Degree of coupling and efficiency of energy converters far-from-equilibrium
Hadrien Vroylandt, David Lacoste, Gatien Verley

TL;DR
This paper introduces a new matrix framework to analyze the efficiency of energy converters far from equilibrium, establishing universal bounds and trade-offs based on coupling degrees, with applications to heat converters and molecular motors.
Contribution
It generalizes the Onsager matrix to non-equilibrium states, enabling efficiency bounds and power-efficiency trade-offs far from equilibrium.
Findings
Universal efficiency bounds depending on coupling degree.
New power-efficiency trade-offs surpass previous uncertainty relation limits.

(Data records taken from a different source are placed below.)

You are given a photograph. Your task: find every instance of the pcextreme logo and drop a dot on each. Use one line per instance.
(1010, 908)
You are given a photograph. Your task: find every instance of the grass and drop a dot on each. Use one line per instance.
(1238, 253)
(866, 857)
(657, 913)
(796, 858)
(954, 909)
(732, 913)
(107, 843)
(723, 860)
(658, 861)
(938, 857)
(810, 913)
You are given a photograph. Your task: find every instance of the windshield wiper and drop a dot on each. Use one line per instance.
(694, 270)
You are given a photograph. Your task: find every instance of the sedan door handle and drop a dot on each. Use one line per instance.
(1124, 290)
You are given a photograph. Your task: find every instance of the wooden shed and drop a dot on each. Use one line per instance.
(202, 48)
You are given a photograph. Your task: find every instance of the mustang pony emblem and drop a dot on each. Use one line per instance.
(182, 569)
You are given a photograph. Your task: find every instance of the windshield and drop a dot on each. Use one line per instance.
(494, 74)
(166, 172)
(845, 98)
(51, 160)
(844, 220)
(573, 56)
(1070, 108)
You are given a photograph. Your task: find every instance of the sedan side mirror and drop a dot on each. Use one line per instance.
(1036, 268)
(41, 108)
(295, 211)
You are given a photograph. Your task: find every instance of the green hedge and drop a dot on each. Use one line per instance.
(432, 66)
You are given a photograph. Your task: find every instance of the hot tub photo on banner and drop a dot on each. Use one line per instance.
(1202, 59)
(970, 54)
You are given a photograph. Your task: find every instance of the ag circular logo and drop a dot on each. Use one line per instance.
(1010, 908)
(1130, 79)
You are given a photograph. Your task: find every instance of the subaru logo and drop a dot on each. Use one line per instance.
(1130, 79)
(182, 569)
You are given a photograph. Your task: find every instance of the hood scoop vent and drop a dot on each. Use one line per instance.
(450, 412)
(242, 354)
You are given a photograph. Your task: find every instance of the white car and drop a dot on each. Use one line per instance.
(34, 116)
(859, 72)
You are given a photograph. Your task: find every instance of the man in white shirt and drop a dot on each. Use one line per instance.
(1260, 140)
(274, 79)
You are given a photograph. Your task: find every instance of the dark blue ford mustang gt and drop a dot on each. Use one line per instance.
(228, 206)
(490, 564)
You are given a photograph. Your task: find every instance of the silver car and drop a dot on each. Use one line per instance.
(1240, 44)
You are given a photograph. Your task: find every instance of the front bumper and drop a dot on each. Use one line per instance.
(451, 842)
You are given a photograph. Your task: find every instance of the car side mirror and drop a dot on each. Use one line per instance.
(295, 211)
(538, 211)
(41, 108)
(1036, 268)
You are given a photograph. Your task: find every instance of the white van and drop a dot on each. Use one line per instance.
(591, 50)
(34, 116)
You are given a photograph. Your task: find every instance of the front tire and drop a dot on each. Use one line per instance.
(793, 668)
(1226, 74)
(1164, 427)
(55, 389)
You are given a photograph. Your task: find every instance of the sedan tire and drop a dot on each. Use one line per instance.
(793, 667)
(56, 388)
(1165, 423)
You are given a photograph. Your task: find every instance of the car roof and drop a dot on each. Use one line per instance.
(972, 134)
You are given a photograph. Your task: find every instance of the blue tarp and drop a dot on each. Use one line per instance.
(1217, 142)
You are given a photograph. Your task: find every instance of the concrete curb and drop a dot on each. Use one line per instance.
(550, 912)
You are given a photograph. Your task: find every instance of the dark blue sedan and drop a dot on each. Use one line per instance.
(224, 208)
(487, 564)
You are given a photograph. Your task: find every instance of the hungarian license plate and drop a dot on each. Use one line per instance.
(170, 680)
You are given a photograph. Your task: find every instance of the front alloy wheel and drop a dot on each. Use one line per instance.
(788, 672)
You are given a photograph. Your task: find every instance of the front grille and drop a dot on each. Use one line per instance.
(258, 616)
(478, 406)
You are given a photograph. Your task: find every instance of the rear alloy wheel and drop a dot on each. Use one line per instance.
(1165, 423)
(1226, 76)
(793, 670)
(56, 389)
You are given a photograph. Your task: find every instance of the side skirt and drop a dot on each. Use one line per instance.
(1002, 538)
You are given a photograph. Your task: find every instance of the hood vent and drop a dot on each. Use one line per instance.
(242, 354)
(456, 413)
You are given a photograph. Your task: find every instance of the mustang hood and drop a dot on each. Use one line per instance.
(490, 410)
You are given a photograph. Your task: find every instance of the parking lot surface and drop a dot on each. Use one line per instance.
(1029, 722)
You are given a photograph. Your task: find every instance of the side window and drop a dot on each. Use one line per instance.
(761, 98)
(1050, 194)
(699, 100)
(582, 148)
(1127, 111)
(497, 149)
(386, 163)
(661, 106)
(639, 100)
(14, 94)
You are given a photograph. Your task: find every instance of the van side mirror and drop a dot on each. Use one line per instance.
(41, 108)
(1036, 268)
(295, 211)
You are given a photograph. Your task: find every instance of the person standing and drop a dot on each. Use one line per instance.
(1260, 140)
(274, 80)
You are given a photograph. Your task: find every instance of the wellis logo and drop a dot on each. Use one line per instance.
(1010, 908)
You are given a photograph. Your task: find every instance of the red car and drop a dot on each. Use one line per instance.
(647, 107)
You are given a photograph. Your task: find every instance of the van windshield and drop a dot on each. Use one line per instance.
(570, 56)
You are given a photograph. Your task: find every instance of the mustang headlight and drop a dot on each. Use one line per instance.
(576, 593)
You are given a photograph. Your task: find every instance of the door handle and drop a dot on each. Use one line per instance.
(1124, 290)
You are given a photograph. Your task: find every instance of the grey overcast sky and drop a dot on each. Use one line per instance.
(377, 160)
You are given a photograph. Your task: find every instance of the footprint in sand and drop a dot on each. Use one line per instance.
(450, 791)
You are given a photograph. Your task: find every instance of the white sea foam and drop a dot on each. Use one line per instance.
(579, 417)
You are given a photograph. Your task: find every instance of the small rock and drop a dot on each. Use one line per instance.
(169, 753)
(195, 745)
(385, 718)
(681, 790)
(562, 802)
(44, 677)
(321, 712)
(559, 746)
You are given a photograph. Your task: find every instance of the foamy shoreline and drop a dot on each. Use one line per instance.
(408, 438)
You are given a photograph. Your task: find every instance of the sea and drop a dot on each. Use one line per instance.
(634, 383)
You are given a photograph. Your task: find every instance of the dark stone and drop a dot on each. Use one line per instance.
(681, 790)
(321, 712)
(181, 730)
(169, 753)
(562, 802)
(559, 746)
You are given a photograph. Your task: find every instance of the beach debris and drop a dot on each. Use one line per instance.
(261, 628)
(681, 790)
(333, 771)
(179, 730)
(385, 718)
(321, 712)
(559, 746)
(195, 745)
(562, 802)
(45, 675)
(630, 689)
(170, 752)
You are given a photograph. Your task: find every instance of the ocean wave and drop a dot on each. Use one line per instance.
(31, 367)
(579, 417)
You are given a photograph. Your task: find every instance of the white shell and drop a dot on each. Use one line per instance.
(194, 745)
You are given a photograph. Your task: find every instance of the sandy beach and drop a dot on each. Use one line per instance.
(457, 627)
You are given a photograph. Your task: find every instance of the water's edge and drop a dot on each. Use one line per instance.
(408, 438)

Applications demonstrated on heat converters and molecular motor models.
Abstract
In this paper, we introduce a real symmetric and positive semi-definite matrix, which we call the non-equilibrium conductance matrix, and which generalizes the Onsager response matrix for a system in a non-equilibrium stationary state. We then express the thermodynamic efficiency in terms of the coefficients of this matrix using a parametrization similar to the one used near equilibrium. This framework, then valid arbitrarily far from equilibrium allows to set bounds on the thermodynamic efficiency by a universal function depending only on the degree of coupling between input and output currents. It also leads to new general power-efficiency trade-offs valid for macroscopic machines that are compared to trade-offs previously obtained from uncertainty relations. We illustrate our results on an unicycle heat to heat converter and on a discrete model of molecular motor.